A comprehensive guide to connect R to Amazon Redshift

[This article was first published on R - Data Science Heroes Blog, and kindly contributed to R-bloggers]. (You can report issue about the content on this page here)
Want to share your content on R-bloggers? click here if you have a blog, or here if you don't.

A comprehensive guide to connect R to Amazon Redshift

Amazon Redshift is one of the hottest databases for Data Warehousing right now, it’s one of the most cost-effective solutions available, and allows for integration with many popular BI tools. Unfortunately, the status of the drivers compatibility is a little more shaky, but there is a way to make it work very nicely with R!

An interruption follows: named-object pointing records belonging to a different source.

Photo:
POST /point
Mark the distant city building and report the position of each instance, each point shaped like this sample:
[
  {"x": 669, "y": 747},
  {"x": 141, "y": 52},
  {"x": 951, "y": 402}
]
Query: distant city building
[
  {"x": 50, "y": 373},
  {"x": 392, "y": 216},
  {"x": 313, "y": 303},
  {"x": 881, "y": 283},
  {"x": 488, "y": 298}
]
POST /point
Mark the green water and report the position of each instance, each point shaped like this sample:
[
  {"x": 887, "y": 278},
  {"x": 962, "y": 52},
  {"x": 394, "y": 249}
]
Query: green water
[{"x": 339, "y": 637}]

Originally posted on the Auth0 Blog

First of all, let’s go through the 3 options we have for connecting to Amazon Redshift. For all of the connections, we’ll define these variables for connecting:

dbname="dbname"  
host='my-redshift-url.amazon.com'  
port='5439'  
user='myuser'  
password='mypassword'  

RJDBC

This is the “official” way to use Amazon Redshift with R, using the JDBC driver on SQL Workbench/J is the official way to connect to it according to the documentation, and this driver can be loaded like this:

# Save the driver into a directory
dir.create('~/.redshiftTools')  
download.file('http://s3.amazonaws.com/redshift-downloads/drivers/RedshiftJDBC41-1.1.9.1009.jar','~/.redshiftTools/redshift-driver.jar')  
install.packages('RJDBC')  

suppressPackageStartupMessages(library(RJDBC))

# Use Redshift driver
driver <- JDBC("com.amazon.redshift.jdbc41.Driver", "~/.redshiftTools/redshift-driver.jar", identifier.quote="`")

# Create connection    
url <- sprintf("jdbc:redshift://%s:%s/%s?tcpKeepAlive=true&ssl=true&sslfactory=com.amazon.redshift.ssl.NonValidatingFactory", host, port, dbname)  
jconn <- dbConnect(driver, url, user, password)  

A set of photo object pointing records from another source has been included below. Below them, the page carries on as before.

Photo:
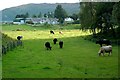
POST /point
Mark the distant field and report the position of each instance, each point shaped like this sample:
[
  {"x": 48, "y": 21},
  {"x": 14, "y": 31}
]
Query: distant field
[{"x": 78, "y": 58}]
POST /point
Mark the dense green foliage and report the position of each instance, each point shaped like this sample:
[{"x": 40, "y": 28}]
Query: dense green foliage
[
  {"x": 77, "y": 59},
  {"x": 101, "y": 18},
  {"x": 35, "y": 9},
  {"x": 60, "y": 14}
]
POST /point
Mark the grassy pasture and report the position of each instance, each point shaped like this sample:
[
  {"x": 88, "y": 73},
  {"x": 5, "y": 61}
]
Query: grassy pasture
[{"x": 77, "y": 59}]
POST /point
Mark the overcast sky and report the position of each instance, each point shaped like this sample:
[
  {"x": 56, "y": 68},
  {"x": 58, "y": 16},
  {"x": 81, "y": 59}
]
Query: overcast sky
[{"x": 11, "y": 3}]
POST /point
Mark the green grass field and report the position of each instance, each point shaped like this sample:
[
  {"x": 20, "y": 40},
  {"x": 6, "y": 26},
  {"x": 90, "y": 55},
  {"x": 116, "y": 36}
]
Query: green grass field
[{"x": 78, "y": 58}]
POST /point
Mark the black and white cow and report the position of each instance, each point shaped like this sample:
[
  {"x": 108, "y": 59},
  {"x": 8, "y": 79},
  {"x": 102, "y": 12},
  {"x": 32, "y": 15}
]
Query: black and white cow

Of course you can change the url with the options you need for your particular setup. The first 3 lines you only need to run them once, they download Redshift's official JDBC driver and install the RJDBC package.

This package was the only one I found which supported transactions on Redshift (BEGIN, COMMIT, ROLLBACK) until recently, otherwise on other packages DDL operations will autocommit.

Until a few days ago since the writing of this blogpost, this was the recommended package for uploading data and inserting/deleting data, since you usually want be able to unite your operations which modify data into a single transaction.

This package has some big problems though, which I'll explain later on this post.

RPostgreSQL

Amazon Redshift is mostly PostgreSQL compatible, so most PostgreSQL drivers work well. RPostgreSQL is configured like this:

install.packages('RPostgreSQL')  

library(RPostgreSQL)  
drv <- dbDriver("PostgreSQL")  
pconn_rsql <- dbConnect(drv,  
                 host = host,
                 port = port,
                 user = user,
                 password = password,
                 dbname = dbname)

There are two major problems with this driver though: It lacks SSL support, and you don't have transactions like you do with the official driver. In my humble opinion this is not a good option, even if you don't use SSL now, if your company requires it in the future you may need to change all your code to switch drivers. The good thing is this driver works fine with dbplyr.

RPostgres

This is another PostgreSQL library, that has much better support using the libpq library, you'll probably need to install the postgresql development header libraries locally for this one to be installed succesfully. Check out the official docs for installing instructions if you run into issues.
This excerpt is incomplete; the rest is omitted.